Reactive messaging between microservices with MicroProfile on Open Liberty 19.0.0.9
MicroProfile Reactive Messaging provides an easy way to send and receive messages within and between microservices using Kafka message brokers. Open Liberty 19.0.0.9 provides a full implementation of MicroProfile Reactive Messaging 1.0.
Open Liberty 19.0.0.9 also introduces easier testing of your data source connections in Liberty apps with REST APIs, as well as some updates to OpenID Connect when a Liberty server is configured as an OpenID Connect Provider.
Give it a try in Open Liberty 19.0.0.9.
In Open Liberty 19.0.0.9:
-
Reactive messaging in microservices (MicroProfile Reactive Messaging 1.0)
-
Testing database connections in Liberty apps with REST APIs (REST Connector 2.0)
-
Managing tokens on a Liberty Open ID Connect provider (OpenID Connect Server 1.0)
-
Support OAuth 2.0 client secret and access token hashing (OpenID Connect Server 1.0)
-
Support for PKCE in Liberty OpenID Connect providers (OpenID Connect Server 1.0)
View the list of fixed bugs from 19.0.0.9
Run your apps using 19.0.0.9
If you’re using Maven, here are the coordinates:
<dependency>
<groupId>io.openliberty</groupId>
<artifactId>openliberty-runtime</artifactId>
<version>19.0.0.9</version>
<type>zip</type>
</dependency>
Or for Gradle:
dependencies {
libertyRuntime group: 'io.openliberty', name: 'openliberty-runtime', version: '[19.0.0.9,)'
}
Or if you’re using Docker:
docker pull open-liberty
Or take a look at our Downloads page.
Reactive messaging in microservices (MicroProfile Reactive Messaging)
MicroProfile Reactive Messaging provides a very easy-to-use way to send, receive, and process messages and is well-suited to writing applications that process streams of events. With MicroProfile Reactive Messaging, you annotate application beans' methods and, under the covers, Liberty converts these to reactive streams-compatible publishers, subscribers and processors and connects them up to each other. It also provides a Connector API to allow your methods to be connected to external messaging systems.

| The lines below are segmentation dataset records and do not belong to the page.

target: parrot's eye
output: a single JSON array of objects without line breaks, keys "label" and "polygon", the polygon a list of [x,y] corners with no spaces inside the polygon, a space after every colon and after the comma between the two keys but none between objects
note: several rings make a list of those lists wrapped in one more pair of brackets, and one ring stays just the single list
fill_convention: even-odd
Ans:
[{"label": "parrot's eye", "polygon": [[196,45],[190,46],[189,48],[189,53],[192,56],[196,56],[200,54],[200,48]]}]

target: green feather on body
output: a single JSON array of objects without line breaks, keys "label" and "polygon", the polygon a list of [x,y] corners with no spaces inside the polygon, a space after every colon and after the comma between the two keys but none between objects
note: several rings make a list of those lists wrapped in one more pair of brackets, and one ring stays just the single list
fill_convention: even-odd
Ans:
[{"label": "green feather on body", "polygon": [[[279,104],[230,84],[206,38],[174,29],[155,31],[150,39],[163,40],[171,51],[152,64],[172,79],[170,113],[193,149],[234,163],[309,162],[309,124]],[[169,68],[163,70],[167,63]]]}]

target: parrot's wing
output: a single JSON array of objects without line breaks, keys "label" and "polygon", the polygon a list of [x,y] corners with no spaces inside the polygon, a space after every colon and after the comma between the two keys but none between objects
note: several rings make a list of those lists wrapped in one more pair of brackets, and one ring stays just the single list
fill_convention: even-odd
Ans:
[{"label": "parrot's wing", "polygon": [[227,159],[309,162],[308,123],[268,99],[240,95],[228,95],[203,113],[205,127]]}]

To enable the feature include it in your server.xml
feature list:
<featureManager>
<feature>mpReactiveMessaging-1.0</feature>
...
</featureManager>
With this feature in the Open Liberty runtime, an application CDI bean can have one of its methods annotated as being message driven. In the example below, the method processes messages from the "greetings" channel:
@Incoming("greetings")
publicCompletionStage <Void> consume(Message<String> greeting ){
return greeting.ack();
}
A channel represents a stream of messages of a given type and, usually, the same topic. Channels can operate locally within the process or use message brokers to send messages between services.

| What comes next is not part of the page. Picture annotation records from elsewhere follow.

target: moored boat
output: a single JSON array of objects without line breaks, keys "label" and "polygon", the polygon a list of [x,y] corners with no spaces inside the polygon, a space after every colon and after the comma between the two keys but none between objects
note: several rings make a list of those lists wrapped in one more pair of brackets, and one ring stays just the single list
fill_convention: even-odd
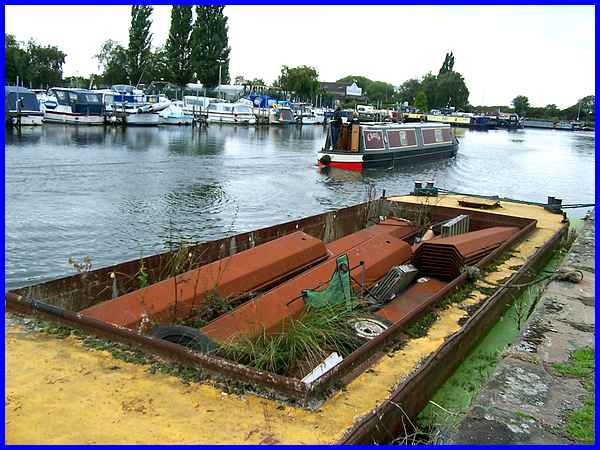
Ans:
[{"label": "moored boat", "polygon": [[[107,110],[127,125],[157,126],[160,124],[158,112],[168,106],[168,103],[159,103],[158,98],[154,103],[149,103],[144,92],[134,86],[116,84],[111,87],[112,99],[106,103]],[[106,100],[105,100],[106,101]],[[109,109],[110,108],[110,109]]]},{"label": "moored boat", "polygon": [[94,91],[74,88],[51,88],[42,104],[44,122],[71,125],[104,124],[104,105]]},{"label": "moored boat", "polygon": [[332,148],[330,127],[325,147],[317,154],[320,166],[348,170],[395,165],[456,155],[458,140],[447,124],[345,123]]},{"label": "moored boat", "polygon": [[287,125],[290,123],[296,123],[294,111],[292,111],[292,108],[289,106],[273,104],[268,113],[270,124]]},{"label": "moored boat", "polygon": [[161,125],[191,125],[194,120],[193,115],[185,112],[184,104],[181,100],[171,102],[158,115],[160,116]]},{"label": "moored boat", "polygon": [[208,123],[252,125],[256,117],[252,107],[245,103],[210,103],[206,109]]},{"label": "moored boat", "polygon": [[[177,442],[196,443],[389,442],[506,312],[511,299],[535,280],[567,232],[562,215],[539,204],[438,196],[434,187],[415,186],[412,195],[382,197],[9,291],[6,307],[11,313],[83,330],[68,339],[19,329],[11,333],[6,342],[11,370],[7,391],[18,387],[36,393],[19,397],[23,406],[13,411],[11,426],[24,440],[24,425],[31,428],[55,417],[32,417],[29,408],[50,412],[57,404],[57,423],[80,423],[82,410],[63,399],[81,392],[82,382],[94,401],[124,405],[128,411],[135,407],[140,412],[134,415],[137,430],[149,436],[154,436],[155,416],[142,413],[160,411],[168,423],[167,434],[156,437],[163,443],[174,432]],[[181,255],[186,262],[166,276]],[[439,258],[446,264],[437,264]],[[462,270],[466,267],[477,269],[481,279],[470,279]],[[140,273],[147,277],[140,279]],[[353,314],[342,316],[342,328],[336,330],[346,333],[348,347],[329,354],[329,346],[309,344],[307,350],[323,358],[321,364],[301,359],[281,374],[257,368],[257,360],[239,361],[235,352],[208,348],[210,342],[220,346],[222,339],[227,341],[228,333],[246,333],[253,324],[262,329],[263,324],[289,319],[287,327],[259,333],[275,340],[292,332],[298,323],[294,321],[304,320],[310,310],[327,317],[330,302],[336,302],[333,311]],[[200,323],[198,316],[222,304],[227,307]],[[434,314],[430,326],[420,325],[424,334],[405,332],[425,312]],[[194,324],[181,325],[187,315],[194,316]],[[65,332],[54,323],[41,329],[58,330],[61,336]],[[210,341],[199,342],[200,329]],[[223,337],[215,330],[223,330]],[[92,345],[86,348],[78,339]],[[143,350],[144,357],[129,353],[122,343]],[[31,353],[23,351],[31,348],[39,352],[33,364],[26,363]],[[284,356],[275,355],[274,360]],[[160,358],[152,366],[155,370],[132,364],[153,364],[151,356]],[[167,361],[181,366],[172,368]],[[187,376],[187,385],[154,375],[158,368]],[[48,376],[56,373],[70,382],[48,383]],[[140,386],[143,395],[129,395]],[[201,414],[194,427],[179,420],[184,408]],[[97,417],[89,414],[86,419]],[[131,433],[115,438],[110,432],[123,427],[121,408],[107,407],[102,414],[105,421],[86,420],[76,436],[61,433],[57,438],[51,427],[44,427],[42,434],[36,430],[35,436],[61,443],[138,439]],[[256,431],[265,417],[269,428]]]},{"label": "moored boat", "polygon": [[4,114],[8,125],[41,125],[44,118],[35,92],[21,86],[4,86]]}]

For example, we could configure the consume method above to subscribe to messages from the Kafka greetings topic using a Kafka connector like so:
mp.messaging.incoming.greetings.connector=liberty-kafka
mp.messaging.incoming.greetings.group.id=greeting-consumer
mp.messaging.incoming.greetings.bootstrap.servers=kafkabrokerhost:9092
mp.messaging.incoming.greetings.key.deserializer=org.apache.kafka.common.serialization.StringDeserializer
mp.messaging.incoming.greetings.value.deserializer=org.apache.kafka.common.serialization.StringDeserializer
Here, connector
is a special property in reactive messaging which defines which connector to use. bootstrap.servers
, group.id
, key.deserializer
, and value.deserializer
are properties understood by the Kafka client API. This set of properties is the minimum that must be defined to receive messages from a Kafka topic.
The liberty-kafka
connector operates according to the reactive messaging specification. For example the configuration above sets the consume
method to consume messages from a Kafka topic queue. Further Kafka client properties can be set for the channel by setting properties that are picked up by the MicroProfile Config specification. For example, System properties via Open Liberty’s bootstrap.properties
file or environment variables from Open Liberty’s server.env
file. As per the reactive messaging specification the following configuration properties are passed to the Kafka client:
mp.messaging.incoming.greetings.[PROPERTY-NAME]=value1
mp.messaging.connector.liberty-kafka.[PROPERTY-NAME]=value2
These are passed to the Kafka Consumer factory method as:
PROPERTY-NAME=value
So, for example, a full set of properties to access IBM Public Cloud Event Streams could look like:
mp.messaging.incoming.greetings.connector=liberty-kafka
mp.messaging.incoming.greetings.group.id=greeting-consumer
mp.messaging.incoming.greetings.key.deserializer=org.apache.kafka.common.serialization.StringDeserializer
mp.messaging.incoming.greetings.value.deserializer=org.apache.kafka.common.serialization.StringDeserializer
mp.messaging.connector.liberty-kafka.bootstrap.servers=broker-1-eventstreams.cloud.ibm.com:9093,broker-2-eventstreams.cloud.ibm.com:9093
mp.messaging.connector.liberty-kafka.sasl.jaas.config=org.apache.kafka.common.security.plain.PlainLoginModule required username="token" password="my-apikey";
mp.messaging.connector.liberty-kafka.sasl.mechanism=PLAIN
mp.messaging.connector.liberty-kafka.security.protocol=SASL_SSL
mp.messaging.connector.liberty-kafka.ssl.protocol=TLSv1.2
When using Kafka-based channels, Open Liberty Reactive Messaging 1.0 loads the Kafka client classes using the application classloader. If you are using the liberty-kafka
connector to read or write Kafka messages, include in your application a Kafka client API jar that is compatible with your Kafka server. For example, the /WEB-INF/lib/
folder would be a suitable place to place a Kafka client JAR when building the application’s .war
file.
Find out more:
Testing database connections in Liberty apps with REST APIs
How many times have you had to write a server-side test that gets a connection just to check if your configuration is valid and your app can connect to your database? Now by using the REST API provided by the restConnector-2.0
feature, you can validate supported elements of your configuration via REST endpoints.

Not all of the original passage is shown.